En los inicios de la conquista española, nuestra América Latina era un continente próspero para la época: Los Austrias establecieron un sistema que respetaba las costumbres locales, que respaldaba las instituciones que habían nacido naturalmente en nuestro querido continente. Era un sistema descentralizado, en donde la ley tenía mucho de costumbre; en donde eran pocas las leyes impuestas desde arriba por un poder político; en donde había respeto por la ley.
Pero los Austrias cayeron en el Siglo XVIII y los Borbones tomaron el trono del Imperio Español. La llegada de los Borbones significó la instauración del primer cambio “deliberado, masivo y ciertamente fracasado” impuesto por un poder político.
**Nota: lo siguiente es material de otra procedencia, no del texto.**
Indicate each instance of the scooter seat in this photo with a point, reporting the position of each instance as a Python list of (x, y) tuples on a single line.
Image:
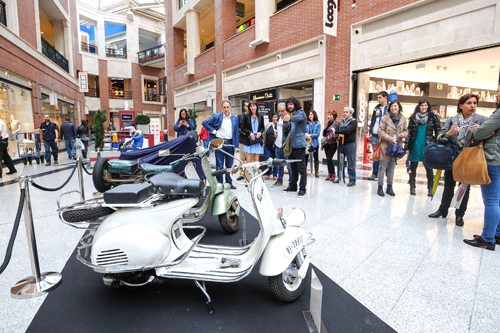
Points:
[(151, 168), (175, 185)]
Las reformas borbónicas llevaron a la convulsión social y a la revolución de Tupac Amaru.
La segunda oleada de reformas en América Latina fue el Constitucionalismo: Países creados por la mente, instituciones creadas por la mente en vez de nacidas de la costumbre, de la tradición, del uso. Se siguió un golpe de estado tras otro, la Constitución no límitaba el poder del gobierno, sino que al contrario, convertía en obligatorio lo que dictaba la Constitución.
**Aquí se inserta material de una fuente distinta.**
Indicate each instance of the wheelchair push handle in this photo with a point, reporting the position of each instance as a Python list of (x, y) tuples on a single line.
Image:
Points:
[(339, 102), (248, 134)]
La tercera oleada de reformas fue la importación de legislaciones y el desprecio por las instituciones y las costumbres existentes, que fueron descartadas por ser “anticuadas y bárbaras” y fueron sustituidas por legislaciones importadas, por ejemplo de Francia.
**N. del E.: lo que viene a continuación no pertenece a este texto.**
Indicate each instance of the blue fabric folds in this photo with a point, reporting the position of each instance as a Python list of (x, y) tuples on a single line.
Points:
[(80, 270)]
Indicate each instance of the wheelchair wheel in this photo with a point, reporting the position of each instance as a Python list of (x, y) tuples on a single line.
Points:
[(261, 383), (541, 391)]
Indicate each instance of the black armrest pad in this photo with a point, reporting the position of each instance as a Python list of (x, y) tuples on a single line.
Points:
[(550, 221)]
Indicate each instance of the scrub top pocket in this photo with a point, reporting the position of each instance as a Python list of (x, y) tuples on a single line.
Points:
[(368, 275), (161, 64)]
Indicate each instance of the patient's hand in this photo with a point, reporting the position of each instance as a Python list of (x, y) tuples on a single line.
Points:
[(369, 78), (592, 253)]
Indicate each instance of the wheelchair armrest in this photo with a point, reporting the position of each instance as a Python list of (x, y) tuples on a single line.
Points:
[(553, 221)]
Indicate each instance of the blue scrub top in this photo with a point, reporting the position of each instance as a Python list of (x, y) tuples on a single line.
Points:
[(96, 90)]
Luego vino la revolución del positivismo que decía que el conocimiento científico permitiría resolver casi todos los problemas. De allí se pasó a las reformas estatistas, a las ideas de que el poder del estado es el motor del progreso.
Eso terminó con gobiernos en la quiebra, en crisis fiscales, en inflación y hasta en violencia. Y esto llevó a la última oleada de reformas.
Esta última oleada de reformas ha consistido en privatizaciones, reducción de déficits fiscales, reducción de impuestos de aduana, reordenamiento tributario, liberación de precios, desregulación. Ghersi señala:
“Latinoamérica pasó, en muy breve tiempo, de ser el continente del estatismo, la inflación y el estancamiento, a ser el de la inversión privada, el equilibrio monetario y el crecimiento.”.
Sin embargo, aparte de el notable caso de las privatizaciones parciales de los sistemas de pensiones, parece que las reformas tienden a retroceder. ¿Por qué? Eso es tema para otra ocasión en que tenga el honor de escribir en estas páginas.